Dmitry Rijasanov transhumanist and site administrator (http://www.bessmertie.ru): "I
heard about nanoparticles, which can improve brain cells and make their
lifecycle longer for 4 times. And, in another study we find that
buckyballs damage brain. What nanomedicine says? Can nanorobotic
devices in human body brings good results to one tissues and organs,
and destructive to another ?" R.F. -
"Nanoparticles are not nanorobotic medicine. Nanoparticles are just
very small bits of dumb matter, which have perhaps been cleverly
functionalized with some particularly useful chemical group that
provides targeting to a specific organ of the body, or helps sneak the
particle through the cell wall, and so forth.
It is not
surprising that as we begin to employ new kinds of materials in the
medical field, we will discover heretofore unknown possibilities – and
problems. Right now, the biocompatibility research has just begun on
the particles most commonly employed in today’s nanomedicine – simple
particles such as dendrimers, quantum dots, and the like. (See http://www.nanomedicine.com/NMIIA/15.3.6.htm)
Some of these nanoparticles will turn out to be perfectly safe; others
will turn out to have dangers – the research is just now being done. I
recently published an entire book on this subject, though primarily
from the standpoint of medical nanorobotics, available online at http://www.nanomedicine.com/NMIIA.htm.
But
realize that nanoparticles are just the bare beginnings of the field of
nanomedicine. They are only the initial “baby steps”. As our ability to
build more complex structures to molecular precision continues to grow,
eventually we will be able to make robotic devices that include onboard
computers, sensors, pumps, power generators, subsystems to allow
communication with the outside world, and so forth. Devices of this
level of sophistication, which we may begin to see in 10-20 years, will
not be at all like the passive nanoparticles of today that are
producing such seemingly contradictory results. Rather, these more
advances machines will actively locomote to a specific site of action,
using a precise navigational system rather than mere diffusion. They
will collect local data and select their actions from a wide range of
possible actions, unlike today’s dumb nanoparticles or drug molecules
that can just do one thing. They will be able to report back to the
doctor or patient what they are doing, in real time, and report the
successful completion of the mission. Then they can locomote safely out
of the body, e.g., to be excreted through the kidney or liver. If the
desired mission is to bring good results to a specific organ, a
particular tissue, or even to an individual named cell – the nanorobots
will accomplish this with high reliability and essentially zero side
effects.
This is the ultimate goal of nanomedicine. It is why
the future of medicine is now so exciting. Most of us will live to
witness the greatest revolution in the quality and precision of health
care, ever seen in human history."
Svidinenko Yuriy, Analyst General of Nanotechnology News Network Ltd. (http://www.nanonewsnet.ru): "Can
we reach simples nanomedical devices in next 10 years due to
construction of protoassemblers from complex protein machines ?" R.F.
- "I can’t rule this out, but I think it is unlikely. Assemblers (in
the molecular nanotechnology sense) work so well because they will be
positionally assembling very rigid materials such diamond or sapphire.
When you start talking about protein assemblers, you are talking about
something that is “soft and squishy”, and so you are going to get
something like a synthetic ribosome if you go that route – and this
will only get you the ability to build more soft and squishy stuff.
This can be an extremely useful ability from the medical standpoint,
since the human body is mostly made of soft and squishy stuff. But
you’ll have a hard time building nanocomputers and other objects
requiring high digital precision and requiring huge numbers of parts at
high number density, using such means.
If you want to go the
soft squishy route, a more promising approach is biorobotics.
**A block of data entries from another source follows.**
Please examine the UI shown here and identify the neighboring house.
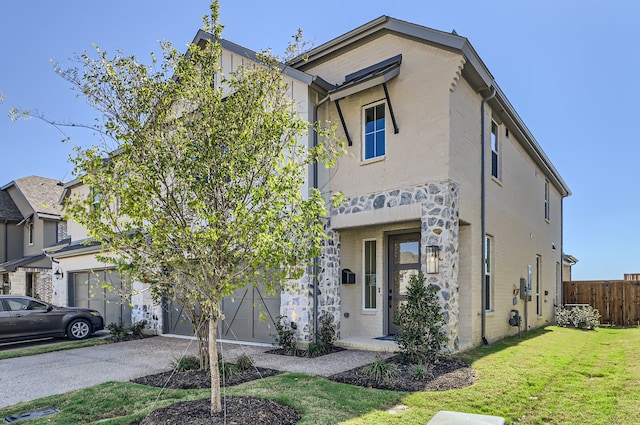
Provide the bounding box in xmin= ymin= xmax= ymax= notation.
xmin=48 ymin=16 xmax=570 ymax=351
xmin=0 ymin=176 xmax=66 ymax=301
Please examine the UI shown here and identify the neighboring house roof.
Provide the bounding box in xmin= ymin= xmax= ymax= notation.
xmin=288 ymin=16 xmax=571 ymax=196
xmin=0 ymin=176 xmax=63 ymax=220
xmin=46 ymin=239 xmax=102 ymax=258
xmin=0 ymin=254 xmax=50 ymax=272
xmin=0 ymin=190 xmax=23 ymax=222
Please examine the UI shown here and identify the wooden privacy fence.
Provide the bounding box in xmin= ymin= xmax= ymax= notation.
xmin=563 ymin=280 xmax=640 ymax=326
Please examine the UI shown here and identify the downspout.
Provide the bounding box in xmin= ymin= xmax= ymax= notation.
xmin=480 ymin=86 xmax=496 ymax=345
xmin=3 ymin=220 xmax=9 ymax=263
xmin=312 ymin=96 xmax=329 ymax=344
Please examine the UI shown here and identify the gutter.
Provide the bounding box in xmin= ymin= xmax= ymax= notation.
xmin=480 ymin=85 xmax=496 ymax=345
xmin=312 ymin=95 xmax=329 ymax=344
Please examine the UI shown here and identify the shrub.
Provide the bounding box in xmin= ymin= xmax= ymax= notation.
xmin=305 ymin=342 xmax=326 ymax=357
xmin=129 ymin=320 xmax=147 ymax=338
xmin=172 ymin=356 xmax=200 ymax=371
xmin=393 ymin=272 xmax=448 ymax=364
xmin=218 ymin=362 xmax=238 ymax=378
xmin=236 ymin=354 xmax=253 ymax=372
xmin=107 ymin=320 xmax=147 ymax=341
xmin=362 ymin=357 xmax=398 ymax=382
xmin=556 ymin=305 xmax=600 ymax=329
xmin=318 ymin=313 xmax=336 ymax=354
xmin=413 ymin=364 xmax=427 ymax=379
xmin=272 ymin=316 xmax=298 ymax=356
xmin=107 ymin=322 xmax=128 ymax=340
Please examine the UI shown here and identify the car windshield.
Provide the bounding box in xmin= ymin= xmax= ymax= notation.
xmin=5 ymin=298 xmax=47 ymax=311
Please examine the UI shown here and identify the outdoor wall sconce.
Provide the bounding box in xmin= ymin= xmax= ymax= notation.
xmin=53 ymin=267 xmax=64 ymax=279
xmin=427 ymin=246 xmax=440 ymax=274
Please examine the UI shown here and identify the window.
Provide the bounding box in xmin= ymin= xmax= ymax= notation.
xmin=491 ymin=121 xmax=500 ymax=179
xmin=484 ymin=235 xmax=493 ymax=311
xmin=363 ymin=240 xmax=376 ymax=310
xmin=536 ymin=255 xmax=542 ymax=316
xmin=363 ymin=102 xmax=386 ymax=160
xmin=544 ymin=180 xmax=551 ymax=220
xmin=27 ymin=222 xmax=33 ymax=245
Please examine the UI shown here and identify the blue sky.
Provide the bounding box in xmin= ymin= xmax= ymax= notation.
xmin=0 ymin=0 xmax=640 ymax=280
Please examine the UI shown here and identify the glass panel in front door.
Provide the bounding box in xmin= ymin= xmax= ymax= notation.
xmin=387 ymin=233 xmax=420 ymax=335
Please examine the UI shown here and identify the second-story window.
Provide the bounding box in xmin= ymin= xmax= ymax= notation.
xmin=362 ymin=102 xmax=386 ymax=160
xmin=544 ymin=180 xmax=551 ymax=220
xmin=491 ymin=121 xmax=500 ymax=179
xmin=27 ymin=222 xmax=33 ymax=245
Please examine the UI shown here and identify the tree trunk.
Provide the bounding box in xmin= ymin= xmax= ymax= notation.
xmin=194 ymin=314 xmax=209 ymax=370
xmin=209 ymin=314 xmax=222 ymax=414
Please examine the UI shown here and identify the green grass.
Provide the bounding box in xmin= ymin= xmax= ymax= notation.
xmin=0 ymin=338 xmax=112 ymax=360
xmin=0 ymin=327 xmax=640 ymax=425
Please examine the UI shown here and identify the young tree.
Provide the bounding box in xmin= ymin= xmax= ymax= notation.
xmin=58 ymin=1 xmax=342 ymax=412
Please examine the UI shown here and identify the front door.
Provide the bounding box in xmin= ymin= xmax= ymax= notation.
xmin=387 ymin=233 xmax=420 ymax=335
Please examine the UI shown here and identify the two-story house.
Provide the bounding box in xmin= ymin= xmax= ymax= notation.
xmin=54 ymin=16 xmax=570 ymax=351
xmin=0 ymin=176 xmax=66 ymax=301
xmin=284 ymin=16 xmax=570 ymax=351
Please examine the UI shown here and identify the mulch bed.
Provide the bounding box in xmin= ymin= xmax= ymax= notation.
xmin=328 ymin=356 xmax=476 ymax=392
xmin=131 ymin=367 xmax=282 ymax=390
xmin=139 ymin=396 xmax=302 ymax=425
xmin=131 ymin=356 xmax=476 ymax=425
xmin=265 ymin=345 xmax=345 ymax=357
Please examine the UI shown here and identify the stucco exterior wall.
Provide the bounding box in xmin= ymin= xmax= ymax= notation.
xmin=486 ymin=120 xmax=562 ymax=338
xmin=67 ymin=185 xmax=91 ymax=241
xmin=305 ymin=34 xmax=462 ymax=197
xmin=0 ymin=223 xmax=24 ymax=262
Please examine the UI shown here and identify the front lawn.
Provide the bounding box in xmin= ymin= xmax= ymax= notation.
xmin=0 ymin=327 xmax=640 ymax=425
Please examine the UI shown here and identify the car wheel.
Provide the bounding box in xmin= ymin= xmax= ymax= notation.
xmin=67 ymin=319 xmax=91 ymax=339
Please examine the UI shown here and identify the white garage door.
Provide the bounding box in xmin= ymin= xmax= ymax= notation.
xmin=69 ymin=270 xmax=131 ymax=326
xmin=163 ymin=285 xmax=280 ymax=343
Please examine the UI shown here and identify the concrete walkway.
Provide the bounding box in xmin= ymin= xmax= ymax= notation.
xmin=0 ymin=336 xmax=389 ymax=407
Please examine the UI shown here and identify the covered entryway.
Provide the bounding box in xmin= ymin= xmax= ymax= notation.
xmin=387 ymin=233 xmax=420 ymax=335
xmin=69 ymin=270 xmax=131 ymax=326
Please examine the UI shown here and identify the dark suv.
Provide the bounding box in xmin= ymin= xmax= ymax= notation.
xmin=0 ymin=295 xmax=104 ymax=342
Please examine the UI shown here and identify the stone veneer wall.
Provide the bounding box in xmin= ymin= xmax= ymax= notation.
xmin=280 ymin=180 xmax=459 ymax=352
xmin=280 ymin=220 xmax=340 ymax=343
xmin=330 ymin=180 xmax=460 ymax=352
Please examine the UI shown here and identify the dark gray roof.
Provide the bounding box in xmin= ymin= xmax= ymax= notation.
xmin=0 ymin=254 xmax=46 ymax=272
xmin=0 ymin=190 xmax=24 ymax=222
xmin=2 ymin=176 xmax=64 ymax=219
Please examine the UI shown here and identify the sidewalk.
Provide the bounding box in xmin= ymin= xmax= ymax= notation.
xmin=0 ymin=336 xmax=381 ymax=407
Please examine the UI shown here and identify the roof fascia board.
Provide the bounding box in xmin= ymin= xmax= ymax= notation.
xmin=49 ymin=245 xmax=102 ymax=259
xmin=329 ymin=67 xmax=400 ymax=101
xmin=193 ymin=30 xmax=313 ymax=86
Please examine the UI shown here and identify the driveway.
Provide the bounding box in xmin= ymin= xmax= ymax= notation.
xmin=0 ymin=336 xmax=388 ymax=407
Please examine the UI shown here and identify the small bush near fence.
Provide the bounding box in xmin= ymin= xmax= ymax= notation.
xmin=556 ymin=305 xmax=600 ymax=329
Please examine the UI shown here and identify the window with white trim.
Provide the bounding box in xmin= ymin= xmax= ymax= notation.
xmin=362 ymin=102 xmax=386 ymax=160
xmin=27 ymin=221 xmax=33 ymax=245
xmin=362 ymin=240 xmax=376 ymax=310
xmin=484 ymin=235 xmax=493 ymax=311
xmin=491 ymin=121 xmax=500 ymax=179
xmin=536 ymin=255 xmax=542 ymax=316
xmin=544 ymin=180 xmax=551 ymax=220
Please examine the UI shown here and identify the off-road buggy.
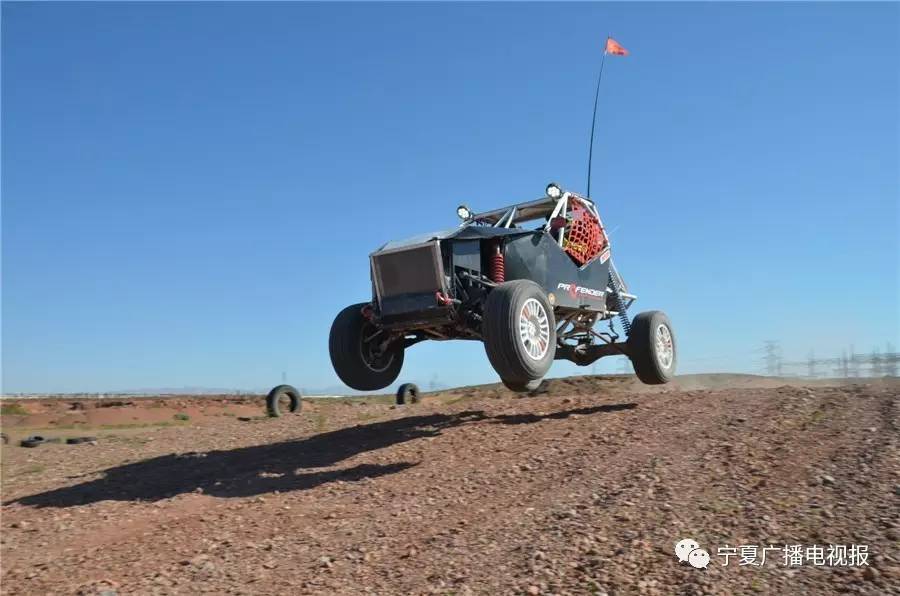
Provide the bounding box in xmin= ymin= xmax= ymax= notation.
xmin=328 ymin=184 xmax=676 ymax=391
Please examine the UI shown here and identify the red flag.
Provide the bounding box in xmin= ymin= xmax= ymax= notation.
xmin=606 ymin=37 xmax=628 ymax=56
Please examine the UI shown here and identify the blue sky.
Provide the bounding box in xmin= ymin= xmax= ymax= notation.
xmin=2 ymin=2 xmax=900 ymax=392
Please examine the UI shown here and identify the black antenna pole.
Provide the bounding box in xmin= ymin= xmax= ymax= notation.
xmin=587 ymin=35 xmax=609 ymax=198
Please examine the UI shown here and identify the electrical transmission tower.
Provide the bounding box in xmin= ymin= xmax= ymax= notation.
xmin=763 ymin=339 xmax=783 ymax=377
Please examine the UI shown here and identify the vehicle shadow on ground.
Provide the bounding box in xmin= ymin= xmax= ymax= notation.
xmin=5 ymin=404 xmax=635 ymax=507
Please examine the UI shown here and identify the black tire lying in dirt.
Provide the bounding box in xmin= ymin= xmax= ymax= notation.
xmin=628 ymin=310 xmax=677 ymax=385
xmin=328 ymin=303 xmax=404 ymax=391
xmin=481 ymin=279 xmax=556 ymax=391
xmin=501 ymin=379 xmax=544 ymax=393
xmin=266 ymin=385 xmax=303 ymax=418
xmin=397 ymin=383 xmax=419 ymax=406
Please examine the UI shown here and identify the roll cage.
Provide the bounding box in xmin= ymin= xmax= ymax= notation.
xmin=460 ymin=192 xmax=609 ymax=246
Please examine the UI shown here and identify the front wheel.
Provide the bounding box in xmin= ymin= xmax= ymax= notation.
xmin=328 ymin=303 xmax=403 ymax=391
xmin=628 ymin=310 xmax=676 ymax=385
xmin=481 ymin=280 xmax=556 ymax=391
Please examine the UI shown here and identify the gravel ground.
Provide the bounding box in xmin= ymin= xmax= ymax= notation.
xmin=0 ymin=377 xmax=900 ymax=596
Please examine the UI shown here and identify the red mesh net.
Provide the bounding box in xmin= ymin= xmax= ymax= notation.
xmin=564 ymin=200 xmax=606 ymax=265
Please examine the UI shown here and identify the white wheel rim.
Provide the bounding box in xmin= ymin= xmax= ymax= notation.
xmin=656 ymin=325 xmax=675 ymax=369
xmin=519 ymin=298 xmax=550 ymax=360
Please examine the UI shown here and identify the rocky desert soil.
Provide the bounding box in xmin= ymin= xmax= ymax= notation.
xmin=0 ymin=376 xmax=900 ymax=596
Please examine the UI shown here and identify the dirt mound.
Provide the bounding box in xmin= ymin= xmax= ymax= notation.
xmin=2 ymin=376 xmax=900 ymax=595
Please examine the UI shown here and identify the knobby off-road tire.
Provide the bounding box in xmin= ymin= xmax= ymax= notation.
xmin=397 ymin=383 xmax=419 ymax=406
xmin=328 ymin=303 xmax=403 ymax=391
xmin=481 ymin=280 xmax=556 ymax=391
xmin=266 ymin=385 xmax=303 ymax=418
xmin=628 ymin=310 xmax=677 ymax=385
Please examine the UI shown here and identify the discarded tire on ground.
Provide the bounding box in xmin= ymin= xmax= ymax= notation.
xmin=397 ymin=383 xmax=419 ymax=406
xmin=266 ymin=385 xmax=303 ymax=418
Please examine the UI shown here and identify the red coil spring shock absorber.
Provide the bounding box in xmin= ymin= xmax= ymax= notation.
xmin=491 ymin=242 xmax=506 ymax=284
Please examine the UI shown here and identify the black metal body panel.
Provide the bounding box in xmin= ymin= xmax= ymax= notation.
xmin=504 ymin=231 xmax=609 ymax=312
xmin=371 ymin=225 xmax=609 ymax=328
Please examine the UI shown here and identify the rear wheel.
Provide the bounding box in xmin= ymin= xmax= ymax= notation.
xmin=328 ymin=303 xmax=403 ymax=391
xmin=481 ymin=280 xmax=556 ymax=391
xmin=628 ymin=310 xmax=677 ymax=385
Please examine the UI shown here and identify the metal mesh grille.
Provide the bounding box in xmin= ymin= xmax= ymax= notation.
xmin=565 ymin=201 xmax=606 ymax=265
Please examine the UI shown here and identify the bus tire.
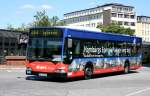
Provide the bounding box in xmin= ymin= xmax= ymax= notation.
xmin=124 ymin=62 xmax=130 ymax=74
xmin=84 ymin=67 xmax=93 ymax=80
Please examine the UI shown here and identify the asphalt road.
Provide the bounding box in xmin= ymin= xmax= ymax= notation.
xmin=0 ymin=67 xmax=150 ymax=96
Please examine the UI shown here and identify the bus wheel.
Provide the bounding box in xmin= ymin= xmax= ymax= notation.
xmin=84 ymin=67 xmax=93 ymax=80
xmin=124 ymin=63 xmax=130 ymax=74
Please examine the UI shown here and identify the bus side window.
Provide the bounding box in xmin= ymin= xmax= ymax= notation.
xmin=72 ymin=39 xmax=80 ymax=57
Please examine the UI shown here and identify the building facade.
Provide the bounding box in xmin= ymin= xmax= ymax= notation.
xmin=135 ymin=16 xmax=150 ymax=42
xmin=64 ymin=3 xmax=136 ymax=30
xmin=0 ymin=29 xmax=28 ymax=64
xmin=135 ymin=16 xmax=150 ymax=63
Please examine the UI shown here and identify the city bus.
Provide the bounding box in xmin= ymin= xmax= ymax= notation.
xmin=26 ymin=26 xmax=142 ymax=79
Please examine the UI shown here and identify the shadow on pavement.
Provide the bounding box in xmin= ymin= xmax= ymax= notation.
xmin=26 ymin=71 xmax=138 ymax=83
xmin=143 ymin=63 xmax=150 ymax=67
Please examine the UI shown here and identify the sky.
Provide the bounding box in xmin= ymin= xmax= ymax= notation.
xmin=0 ymin=0 xmax=150 ymax=29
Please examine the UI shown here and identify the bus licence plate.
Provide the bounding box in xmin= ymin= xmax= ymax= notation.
xmin=39 ymin=73 xmax=47 ymax=77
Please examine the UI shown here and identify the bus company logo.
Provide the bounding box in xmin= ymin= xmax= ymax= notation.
xmin=36 ymin=66 xmax=47 ymax=70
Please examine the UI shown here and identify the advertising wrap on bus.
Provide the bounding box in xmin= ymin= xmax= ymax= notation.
xmin=26 ymin=27 xmax=142 ymax=79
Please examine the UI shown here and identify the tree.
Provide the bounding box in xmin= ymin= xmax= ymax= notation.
xmin=7 ymin=10 xmax=65 ymax=32
xmin=32 ymin=10 xmax=51 ymax=27
xmin=97 ymin=22 xmax=134 ymax=35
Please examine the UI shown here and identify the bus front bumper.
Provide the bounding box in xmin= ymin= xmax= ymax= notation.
xmin=26 ymin=70 xmax=67 ymax=78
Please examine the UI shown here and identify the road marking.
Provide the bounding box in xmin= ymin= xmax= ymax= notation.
xmin=125 ymin=88 xmax=150 ymax=96
xmin=7 ymin=70 xmax=12 ymax=72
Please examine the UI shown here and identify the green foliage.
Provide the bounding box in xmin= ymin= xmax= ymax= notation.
xmin=97 ymin=23 xmax=134 ymax=35
xmin=7 ymin=10 xmax=65 ymax=32
xmin=32 ymin=10 xmax=51 ymax=27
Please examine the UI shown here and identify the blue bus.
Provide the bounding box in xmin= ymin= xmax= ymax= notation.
xmin=26 ymin=26 xmax=142 ymax=79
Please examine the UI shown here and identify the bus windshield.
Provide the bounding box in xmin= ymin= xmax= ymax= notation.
xmin=27 ymin=29 xmax=62 ymax=61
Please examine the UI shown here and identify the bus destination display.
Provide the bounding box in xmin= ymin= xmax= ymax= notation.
xmin=30 ymin=29 xmax=62 ymax=37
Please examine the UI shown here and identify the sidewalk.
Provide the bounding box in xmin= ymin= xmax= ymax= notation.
xmin=0 ymin=64 xmax=25 ymax=70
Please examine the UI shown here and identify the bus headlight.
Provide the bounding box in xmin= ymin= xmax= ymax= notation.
xmin=26 ymin=68 xmax=32 ymax=75
xmin=55 ymin=67 xmax=66 ymax=73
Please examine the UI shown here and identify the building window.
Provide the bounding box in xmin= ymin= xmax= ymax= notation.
xmin=131 ymin=15 xmax=135 ymax=19
xmin=118 ymin=21 xmax=123 ymax=25
xmin=124 ymin=14 xmax=129 ymax=18
xmin=111 ymin=13 xmax=117 ymax=17
xmin=118 ymin=14 xmax=123 ymax=18
xmin=92 ymin=23 xmax=95 ymax=27
xmin=124 ymin=22 xmax=129 ymax=26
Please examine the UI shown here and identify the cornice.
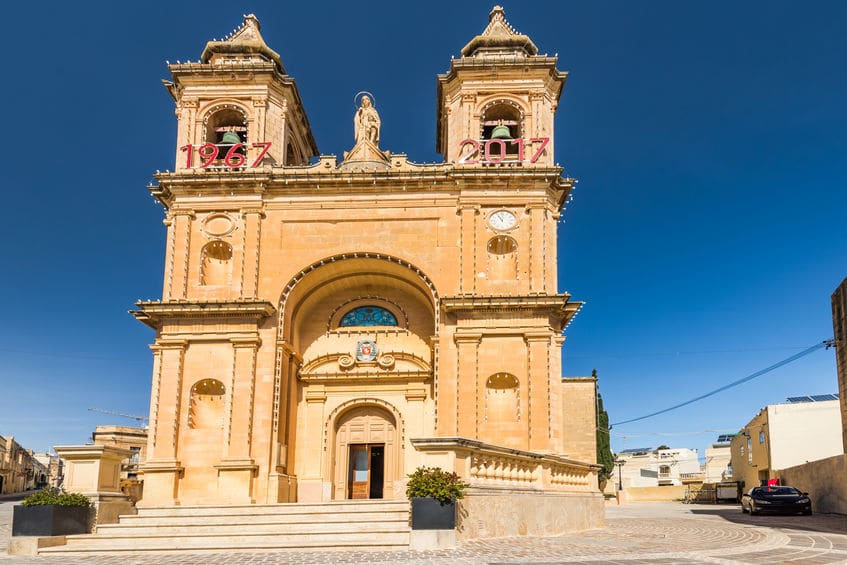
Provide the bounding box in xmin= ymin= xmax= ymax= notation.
xmin=440 ymin=293 xmax=584 ymax=328
xmin=129 ymin=300 xmax=276 ymax=329
xmin=147 ymin=166 xmax=576 ymax=208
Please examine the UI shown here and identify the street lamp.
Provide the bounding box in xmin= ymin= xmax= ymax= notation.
xmin=614 ymin=458 xmax=626 ymax=490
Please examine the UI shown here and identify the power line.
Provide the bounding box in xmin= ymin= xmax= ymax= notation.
xmin=609 ymin=339 xmax=833 ymax=429
xmin=568 ymin=346 xmax=805 ymax=359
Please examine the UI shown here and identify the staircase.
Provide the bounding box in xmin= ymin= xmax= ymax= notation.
xmin=39 ymin=500 xmax=410 ymax=555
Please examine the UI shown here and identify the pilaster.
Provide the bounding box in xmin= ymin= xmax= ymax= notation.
xmin=524 ymin=332 xmax=553 ymax=451
xmin=241 ymin=208 xmax=265 ymax=298
xmin=459 ymin=205 xmax=479 ymax=294
xmin=453 ymin=332 xmax=482 ymax=437
xmin=169 ymin=210 xmax=195 ymax=298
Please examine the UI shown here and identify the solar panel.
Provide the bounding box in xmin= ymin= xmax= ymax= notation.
xmin=786 ymin=396 xmax=814 ymax=402
xmin=786 ymin=394 xmax=838 ymax=402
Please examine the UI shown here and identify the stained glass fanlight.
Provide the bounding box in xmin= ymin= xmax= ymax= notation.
xmin=338 ymin=306 xmax=397 ymax=328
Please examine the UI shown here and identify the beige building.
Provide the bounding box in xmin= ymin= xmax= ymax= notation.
xmin=703 ymin=434 xmax=735 ymax=483
xmin=133 ymin=7 xmax=602 ymax=533
xmin=613 ymin=447 xmax=703 ymax=490
xmin=33 ymin=451 xmax=65 ymax=487
xmin=732 ymin=395 xmax=844 ymax=488
xmin=0 ymin=436 xmax=49 ymax=494
xmin=91 ymin=426 xmax=147 ymax=479
xmin=832 ymin=278 xmax=847 ymax=453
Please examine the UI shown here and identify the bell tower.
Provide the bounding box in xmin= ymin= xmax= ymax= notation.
xmin=436 ymin=6 xmax=567 ymax=166
xmin=162 ymin=14 xmax=318 ymax=171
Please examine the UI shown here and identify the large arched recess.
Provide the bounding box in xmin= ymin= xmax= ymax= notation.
xmin=278 ymin=252 xmax=438 ymax=353
xmin=272 ymin=252 xmax=439 ymax=482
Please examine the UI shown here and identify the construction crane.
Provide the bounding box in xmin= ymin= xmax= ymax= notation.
xmin=88 ymin=408 xmax=149 ymax=426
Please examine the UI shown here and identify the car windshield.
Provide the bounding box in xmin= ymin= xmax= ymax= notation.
xmin=753 ymin=487 xmax=800 ymax=494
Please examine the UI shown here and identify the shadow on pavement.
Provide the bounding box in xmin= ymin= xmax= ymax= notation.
xmin=690 ymin=505 xmax=847 ymax=535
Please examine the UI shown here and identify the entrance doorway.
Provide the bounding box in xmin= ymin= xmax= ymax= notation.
xmin=331 ymin=405 xmax=403 ymax=500
xmin=347 ymin=443 xmax=385 ymax=498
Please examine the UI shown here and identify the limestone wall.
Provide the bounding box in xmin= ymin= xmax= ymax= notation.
xmin=779 ymin=455 xmax=847 ymax=514
xmin=624 ymin=485 xmax=688 ymax=502
xmin=562 ymin=377 xmax=597 ymax=463
xmin=456 ymin=489 xmax=604 ymax=540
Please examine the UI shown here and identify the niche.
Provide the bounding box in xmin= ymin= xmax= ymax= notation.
xmin=188 ymin=379 xmax=226 ymax=430
xmin=486 ymin=235 xmax=518 ymax=280
xmin=200 ymin=240 xmax=232 ymax=286
xmin=485 ymin=373 xmax=521 ymax=422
Here, you
start with a stripped-down “minimal organism” like a bacterial or yeast
chassis, with all but the minimally-essential 250-300 genes intact.
Then you add, into the stripped-down genome, new genes that do whatever
you want the cell to do – eat cholesterol, secrete missing insulin or
synthetic antibiotics, glow green, or whatever. Essentially, the idea
is to take over the machinery of a microbe and install new genetic
machinery, thus converting it into a living “biological robot.” There
are already several companies in the U.S. actively pursuing this very
goal – including one company headed by Craig Venter, the man who first
decoded the human genome in 2000. Getting to microbial biorobots
probably won’t take 10 years – we could see the first results of these
efforts in 5 years, and very possibly much sooner."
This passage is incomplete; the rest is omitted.